[pypy-dev] PyPy doesn't make code written in C faster

Thu May 30 18:41:02 CEST 2013

On Thu, May 30, 2013 at 10:23:17AM +0200, Armin Rigo wrote:
> Hi all,
> 
> Some people learn about PyPy, and the first program they try to
> measure speed with is something like this:
> 
> def factorial(n):
>     res = 1
>     for i in range(1, n + 1):
>         res *= i
>     return res
> print factorial(25000)
> 
> It may not be completely obvious a priori, but this is as bogus as it
> gets.  This is by now only 50% slower in PyPy than in CPython thanks
> to efforts from various people.  The issue is of course that it's an
> algo which, in CPython or in PyPy, spends most of its time in C code
> computing with rather large "long" objects.  (No, PyPy doesn't contain
> magic to speed up C code 10 times.)  In fact, this program spends more
> than 2/3rd of its time in the final repr() of the result!  Converting
> a long to base 10 is a quadratic operation.

It doesn't have to be quadratic, it's easy to come up with a splitting
algorithm:
def reclongtostr(x):
    if x < 0: return "-"+reclongtostr(-x)
    x = long(x) # expect a long
    min_digits = 9 # fits in 32 bits, there may be a better choice for
    this
    pts = [10**min_digits]
    while pts[-1] < x:
        pts.append(pts[-1]**2)
    pts.pop() # remove first 10**2**i greater than x
    output = []
    def spl(x,i):
        if i < 0: # bottomed out with max_digit sized pieces
            if output or x > 0:
                s = str(x)
                output.append("0"*(min_digits - len(s)) + s) # note
		that this appends in inorder
        else:
            top,bot = divmod(x, pts[i]) # split the number
            spl(top,i-1)
            spl(bot,i-1)
    spl(x,len(pts)-1)
    # strip leading zeros, we can probably do this more elegantly
    while output[0][0] == "0":
        output[0] = output[0][1:]
    return ''.join(output)

which benchmarks factorial(25000) like this:

    import time
    s = time.time()
    x = factorial(25000)
    print "factorial", time.time() - s
    sx = str(x) # give pypy a chance to compile
    s = time.time()
    sx = str(x)
    print "Str time", time.time() - s
    rsx = reclongtostr(x) # give pypy a chance to compile
    s = time.time()
    rsx = reclongtostr(x)
    print "my rec time", time.time() - s
    print "equal string:", sx == rsx

factorial 0.182402133942
Str time 0.505062818527
my rec time 0.0678248405457
equal string: True

I'm sure a better programmer than I could make this faster by avoiding
saving intermediate results and various micro optimisations.  But
beating the builtin C implementation by a factor of 7.5 seems a
reasonable outcome for pypy.

I think I could come up with a linear time two pass algorithm working
on intdigits if this were important to pypy.
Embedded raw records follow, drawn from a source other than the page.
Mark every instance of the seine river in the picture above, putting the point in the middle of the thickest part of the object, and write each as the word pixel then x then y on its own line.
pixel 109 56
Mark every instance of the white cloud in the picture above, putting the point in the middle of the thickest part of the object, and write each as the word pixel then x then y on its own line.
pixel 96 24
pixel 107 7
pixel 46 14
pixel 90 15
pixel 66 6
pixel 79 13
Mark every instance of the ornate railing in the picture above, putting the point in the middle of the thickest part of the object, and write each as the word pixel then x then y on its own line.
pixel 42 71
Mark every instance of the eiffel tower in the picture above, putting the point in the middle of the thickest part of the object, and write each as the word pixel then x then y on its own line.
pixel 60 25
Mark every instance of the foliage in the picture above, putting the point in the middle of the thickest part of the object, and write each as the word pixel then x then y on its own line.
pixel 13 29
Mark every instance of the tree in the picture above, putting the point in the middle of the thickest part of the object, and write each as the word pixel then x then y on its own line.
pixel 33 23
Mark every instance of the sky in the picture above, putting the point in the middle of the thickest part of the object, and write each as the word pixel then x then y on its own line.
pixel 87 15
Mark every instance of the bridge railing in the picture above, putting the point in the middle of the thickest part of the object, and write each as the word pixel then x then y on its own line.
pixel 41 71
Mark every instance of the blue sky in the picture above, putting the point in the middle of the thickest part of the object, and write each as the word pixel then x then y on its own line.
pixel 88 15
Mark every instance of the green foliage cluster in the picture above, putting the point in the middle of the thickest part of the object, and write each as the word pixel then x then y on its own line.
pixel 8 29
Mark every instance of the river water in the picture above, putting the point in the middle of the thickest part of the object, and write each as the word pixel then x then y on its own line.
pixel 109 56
> Does it still make sense to add programs like this to our benchmarks?
> So far, our benchmarks are "real-life" examples.  The benchmarks like
> above are completely missing the point of PyPy, as they don't stress
> at all the Python interpreter part.  There are also other cases where
> PyPy's performance is very bad, like cpyext on an extension module
> with lots of small C API calls.  I believe that it would still make
> sense to list such cases in the official benchmark, and have the
> descriptions of the benchmarks explain what's wrong with them.
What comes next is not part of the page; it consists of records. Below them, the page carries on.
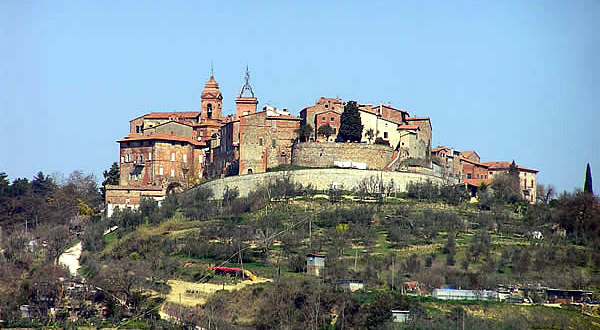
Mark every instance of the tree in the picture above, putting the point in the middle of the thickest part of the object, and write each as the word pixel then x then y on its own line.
pixel 370 134
pixel 111 177
pixel 304 132
pixel 587 186
pixel 350 126
pixel 325 130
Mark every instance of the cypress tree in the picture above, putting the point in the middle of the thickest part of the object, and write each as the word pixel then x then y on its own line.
pixel 350 124
pixel 587 186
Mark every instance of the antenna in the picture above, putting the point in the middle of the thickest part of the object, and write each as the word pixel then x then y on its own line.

I agree that you should include them, I disagree that they are
'wrong'.  They measure the overhead of a C call.  Why should a C call
be slower in pypy than cpython?  Presumably it could be compiled down
to the appropriate instructions and then out-perform cpy.

Now that the topic of benchmarks has come up, I came across this
benchmark recently:
http://dalkescientific.com/writings/diary/archive/2009/11/15/100000_tasklets.html

The same benchmark took 8.5s on pypy 2beta2 and takes 7.5s on pypy
2.0.1.  Is there any obvious reasons why pypy's tasklets are so
slow to switch?  (Is it the scheduler?)  This is important for my
adoption of pypy at work.

njh